Après la rupture avec Rodin vers 1898, Camille Claudel travaille seule dans un atelier de l’île Saint-Louis. Elle continue de sculpter, de produire des œuvres importantes. Mais elle se coupe progressivement du monde artistique. Elle refuse les expositions, détruit elle-même une partie de son travail (on estime qu’elle a détruit des dizaines de sculptures), développe une paranoïa grandissante — elle est convaincue que Rodin vole ses idées, que des gens la surveillent.

Ces années 1900-1913 sont celles d’une détresse progressive que la famille observe sans intervenir efficacement.

L’internement : trente ans de silence

Le 3 mars 1913, quatre jours après la mort de son père, un fourgon psychiatrique vient chercher Camille Claudel dans son atelier. Sa mère et son frère Paul — le futur auteur dramatique et poète catholique — ont signé les papiers. Elle est conduite à la maison de santé de Ville-Évrard, puis transférée en 1914 à l’asile de Montdevergues, dans le Vaucluse, où elle restera jusqu’à sa mort en 1943.

Elle a soixante-dix-huit ans quand elle meurt. Elle n’a pas sculpté une seule fois pendant ses trente années d’internement. Les médecins de l’asile ont écrit à la famille, à plusieurs reprises, qu’ils ne justifiaient plus son maintien — qu’elle n’était plus dangereuse pour elle-même ou pour autrui. La famille a toujours refusé de la reprendre.

Paul Claudel, catholique fervent, grand homme de lettres, est venu la voir en 1927 — une seule fois en trente ans. Il a ensuite prétendu que sa vie artistique continua jusqu’à la fin. Ce n’est pas vrai. Elle mourut seule, oubliée, dans un asile de province, pendant la Seconde Guerre mondiale, en demandant à sortir.

La réhabilitation

La réhabilitation de Camille Claudel est l’une des grandes réparations de l’histoire de l’art du XXe siècle. Elle commence tardivement, dans les années 1950-1960, grâce à des collectionneurs et des historiens qui redécouvrent ses œuvres dispersées. L’exposition rétrospective au musée Rodin en 1984 est un tournant. Le film de Bruno Nuytten avec Isabelle Adjani (1988) lui donne une visibilité populaire internationale.

En 2017, le musée Camille Claudel ouvre à Nogent-sur-Seine, ville de son enfance, avec la plus grande collection de ses œuvres au monde. Son nom figure désormais dans toutes les histoires de la sculpture française.
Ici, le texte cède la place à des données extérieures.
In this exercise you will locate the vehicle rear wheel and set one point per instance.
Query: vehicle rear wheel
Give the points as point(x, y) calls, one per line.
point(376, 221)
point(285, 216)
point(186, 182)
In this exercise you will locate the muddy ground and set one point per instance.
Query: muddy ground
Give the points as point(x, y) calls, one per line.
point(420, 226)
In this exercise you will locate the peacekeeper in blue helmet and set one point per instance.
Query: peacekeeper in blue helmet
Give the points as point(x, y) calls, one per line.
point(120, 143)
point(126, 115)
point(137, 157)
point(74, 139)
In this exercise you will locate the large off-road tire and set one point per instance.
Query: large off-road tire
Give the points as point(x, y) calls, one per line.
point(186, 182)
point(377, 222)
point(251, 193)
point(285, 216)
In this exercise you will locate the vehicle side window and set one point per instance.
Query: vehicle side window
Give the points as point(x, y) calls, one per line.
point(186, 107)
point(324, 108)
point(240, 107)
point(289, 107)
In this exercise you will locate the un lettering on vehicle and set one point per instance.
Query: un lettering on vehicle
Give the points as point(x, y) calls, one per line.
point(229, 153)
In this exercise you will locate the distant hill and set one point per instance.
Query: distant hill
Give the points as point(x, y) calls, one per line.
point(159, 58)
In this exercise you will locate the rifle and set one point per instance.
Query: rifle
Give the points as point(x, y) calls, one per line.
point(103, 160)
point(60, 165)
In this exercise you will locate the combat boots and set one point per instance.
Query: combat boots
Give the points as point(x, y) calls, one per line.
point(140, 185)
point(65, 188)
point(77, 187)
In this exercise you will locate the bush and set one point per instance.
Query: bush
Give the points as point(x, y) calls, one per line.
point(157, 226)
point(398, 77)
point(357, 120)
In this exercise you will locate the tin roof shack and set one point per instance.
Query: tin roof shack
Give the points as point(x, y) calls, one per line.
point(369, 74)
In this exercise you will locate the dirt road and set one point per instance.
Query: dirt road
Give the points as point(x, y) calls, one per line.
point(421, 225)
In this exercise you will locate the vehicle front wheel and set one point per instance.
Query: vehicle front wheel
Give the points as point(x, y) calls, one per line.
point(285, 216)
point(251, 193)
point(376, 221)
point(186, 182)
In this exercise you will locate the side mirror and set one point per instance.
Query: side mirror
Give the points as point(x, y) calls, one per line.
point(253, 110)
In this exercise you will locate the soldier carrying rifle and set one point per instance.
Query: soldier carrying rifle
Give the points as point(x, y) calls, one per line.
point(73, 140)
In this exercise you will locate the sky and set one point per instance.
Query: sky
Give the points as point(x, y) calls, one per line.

L’injustice n’est pas réparée — trente ans de silence ne se réparent pas — mais la mémoire est rétablie.

Sa vie est aussi une leçon sur la façon dont les femmes artistes ont été — et parfois sont encore — traitées quand leur génie dérange, quand leur liberté effraie, quand leur souffrance est plus commode à enfermer qu’à entendre. Les femmes peintres et sculptrices de sa génération ont toutes buté contre des murs similaires — rares sont celles qui en sont sorties indemnes.